Id. at 2562. See also Mathis v. United States, 579 U.S. -, 136 S.Ct. 2243, 2254-57, 195 L.Ed.2d 604 (2016) (summarizing reasons supporting the use of the categorical approach in connection with the Armed Career Criminal Act).
. Compare Vivas-Ceja, 808 F.3d at 722 (holding that 18 U.S.C. § 16(b) is unconstitutionally vague as incorporated into 8 U.S.C. 1326(b) because it must be interpreted according to the same “two-step 'categorical approach” employed in connection with the Armed Career Criminal Act's residual clause), Dimaya, 803 F.3d at 1114, 1116 (holding that 18 U.S.C. § 16(b) is unconstitutionally vague in the civil-removal context because it is "subject to the categorical approach” and employs an "imprecise” risk standard), and Shuti, 828 F.3d at 446, 2016 WL 3632539, at *5 (holding that 18 U.S.C. § 16(b) is unconstitutionally vague in the civil-removal context because "it compels a categorical approach to prior convictions and an imprecise analysis of possible risk”), with Taylor, 814 F.3d at 379 (distinguishing the reasoning in Johnson and holding that 18 U.S.C. § 924(c)(3)(B), which, as characterized by the court, is identical in all material respects to 18 U.S.C. § 16(b), is not vague), and Hill, No. 14-3872, — F.3d at -, 2016 WL 4129228, slip op. at 22 (same).
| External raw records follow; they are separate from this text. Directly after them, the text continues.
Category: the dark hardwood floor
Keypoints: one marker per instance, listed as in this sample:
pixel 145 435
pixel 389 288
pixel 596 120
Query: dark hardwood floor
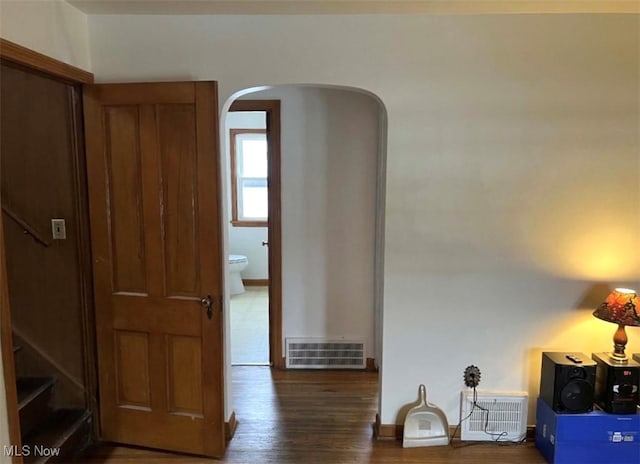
pixel 315 417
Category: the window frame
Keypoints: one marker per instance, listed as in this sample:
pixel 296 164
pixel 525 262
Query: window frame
pixel 235 221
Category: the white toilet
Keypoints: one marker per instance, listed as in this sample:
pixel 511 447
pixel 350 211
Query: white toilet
pixel 237 263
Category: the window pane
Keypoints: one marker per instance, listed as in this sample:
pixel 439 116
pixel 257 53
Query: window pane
pixel 254 199
pixel 254 158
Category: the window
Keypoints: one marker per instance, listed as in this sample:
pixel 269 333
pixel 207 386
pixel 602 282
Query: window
pixel 249 192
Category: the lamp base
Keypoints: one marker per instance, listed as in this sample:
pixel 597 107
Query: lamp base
pixel 617 359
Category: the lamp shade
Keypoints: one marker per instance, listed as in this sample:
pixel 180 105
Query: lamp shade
pixel 620 307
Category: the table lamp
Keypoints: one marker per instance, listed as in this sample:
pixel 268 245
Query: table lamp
pixel 620 307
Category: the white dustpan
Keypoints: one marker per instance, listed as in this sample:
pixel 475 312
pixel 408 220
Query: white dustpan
pixel 425 425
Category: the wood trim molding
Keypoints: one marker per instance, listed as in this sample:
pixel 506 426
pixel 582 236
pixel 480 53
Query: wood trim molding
pixel 256 282
pixel 272 108
pixel 230 426
pixel 18 54
pixel 396 431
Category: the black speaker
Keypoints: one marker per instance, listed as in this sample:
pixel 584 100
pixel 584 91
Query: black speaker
pixel 567 382
pixel 617 384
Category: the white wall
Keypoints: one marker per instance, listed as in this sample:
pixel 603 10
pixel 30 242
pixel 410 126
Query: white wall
pixel 246 240
pixel 512 168
pixel 329 141
pixel 51 27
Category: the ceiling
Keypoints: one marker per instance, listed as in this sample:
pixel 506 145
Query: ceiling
pixel 281 7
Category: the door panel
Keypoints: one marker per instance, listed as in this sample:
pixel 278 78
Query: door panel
pixel 155 219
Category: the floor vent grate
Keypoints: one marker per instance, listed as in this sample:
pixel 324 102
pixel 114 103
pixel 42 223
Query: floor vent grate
pixel 496 417
pixel 313 353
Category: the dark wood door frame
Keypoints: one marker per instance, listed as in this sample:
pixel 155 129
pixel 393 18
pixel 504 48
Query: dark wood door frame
pixel 274 222
pixel 31 61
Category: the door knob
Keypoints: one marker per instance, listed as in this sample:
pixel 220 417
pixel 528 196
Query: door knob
pixel 207 305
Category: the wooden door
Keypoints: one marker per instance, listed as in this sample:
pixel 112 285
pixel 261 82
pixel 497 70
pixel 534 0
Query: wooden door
pixel 152 160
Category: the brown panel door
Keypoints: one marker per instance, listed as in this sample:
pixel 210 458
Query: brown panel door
pixel 152 160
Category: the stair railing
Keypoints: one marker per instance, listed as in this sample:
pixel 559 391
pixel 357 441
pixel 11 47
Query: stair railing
pixel 27 229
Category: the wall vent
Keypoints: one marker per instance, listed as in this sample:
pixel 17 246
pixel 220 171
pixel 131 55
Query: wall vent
pixel 498 416
pixel 318 353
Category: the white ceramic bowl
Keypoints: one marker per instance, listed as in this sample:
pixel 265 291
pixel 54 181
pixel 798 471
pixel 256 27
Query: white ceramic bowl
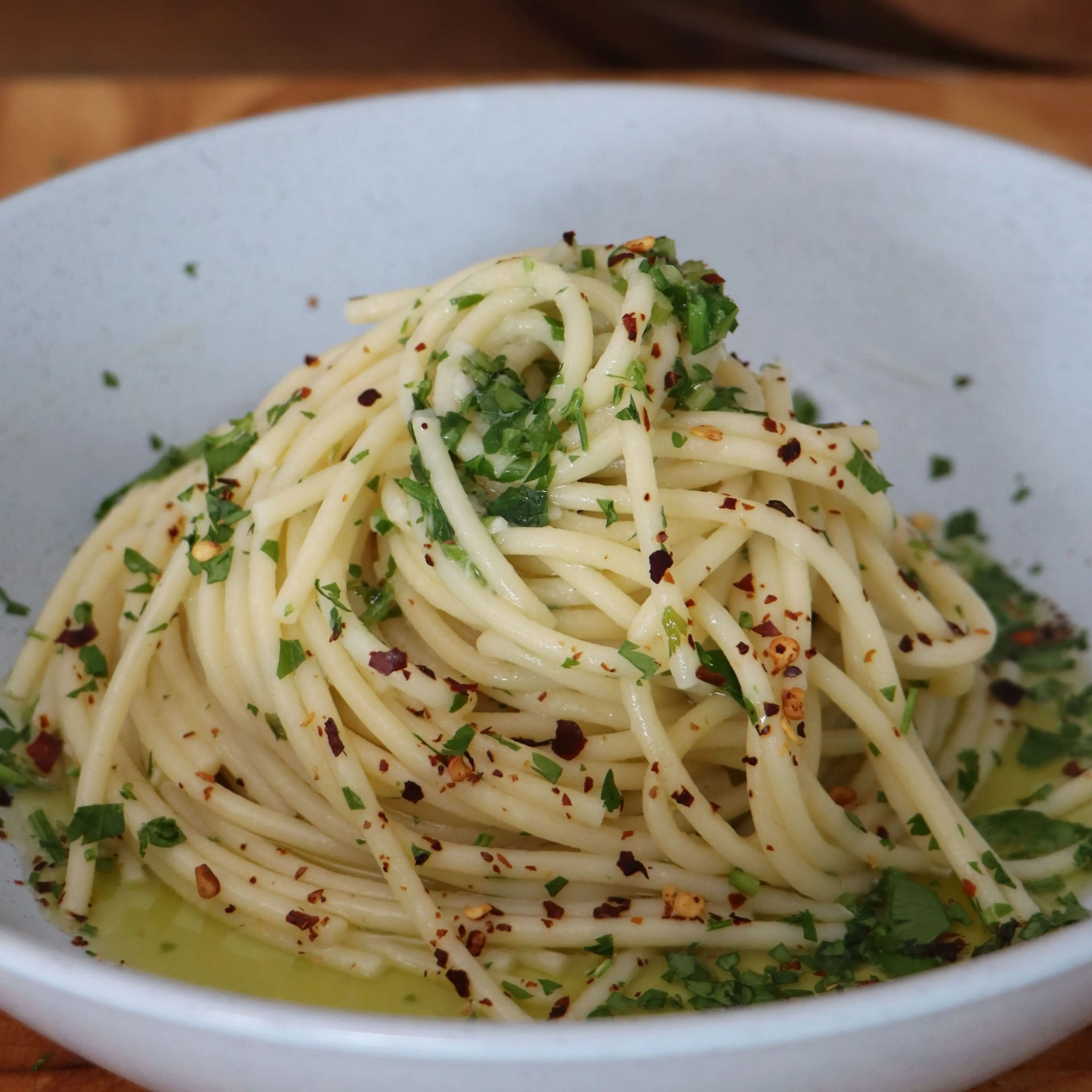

. Classifying crimes, especially by assessment of risk of force and violence, is built into the criminal justice system. For example, 18 U.S.C. § 924(c), which provides for enhanced penalties for the use of a firearm in connection with a crime, contains the same definition of "crime of violence” as 18 U.S.C. § 16(b). See 18 U.S.C. § 924(c)(3)(B). Likewise, the Bail Reform Act contemplates presumptive imprisonment when a defendant is even charged with a "crime of violence.” See 18 U.S.C. § 3142(f)(1)(A), (g)(1). Indeed, the definition found in 18 U.S.C. § 16 applies to many provisions of Title 18. See, e.g., 18 *677U.S.C. § 25(a)(1) (use of minor to commit a crime of violence); § 931(a)(1) (purchase of body armor by violent felons); § 1956(c)(7)(B)(ii) (money laundering); see also 18 U.S.C. § 842(p)(2) (facilitating use of explosives in connection with a crime of violence); § 929(a)(1) (use of armor-piercing ammunition in connection with a crime of violence); § 1952(a) (racketeering); § 2250(d) (failure to register as a sex offender); § 2261(a) (domestic violence); § 3559(f) (crime of violence against children).
. See also Leocal, 543 U.S. at 10 n.7, 125 S.Ct. 377 ("Thus, § 16(b) plainly does not encompass all offenses which create a ‘substantial risk' that injury will result from a person’s conduct. The ‘substantial risk’ in § 16(b) relates to the use of force, not to the possible effect of a person's conduct.”).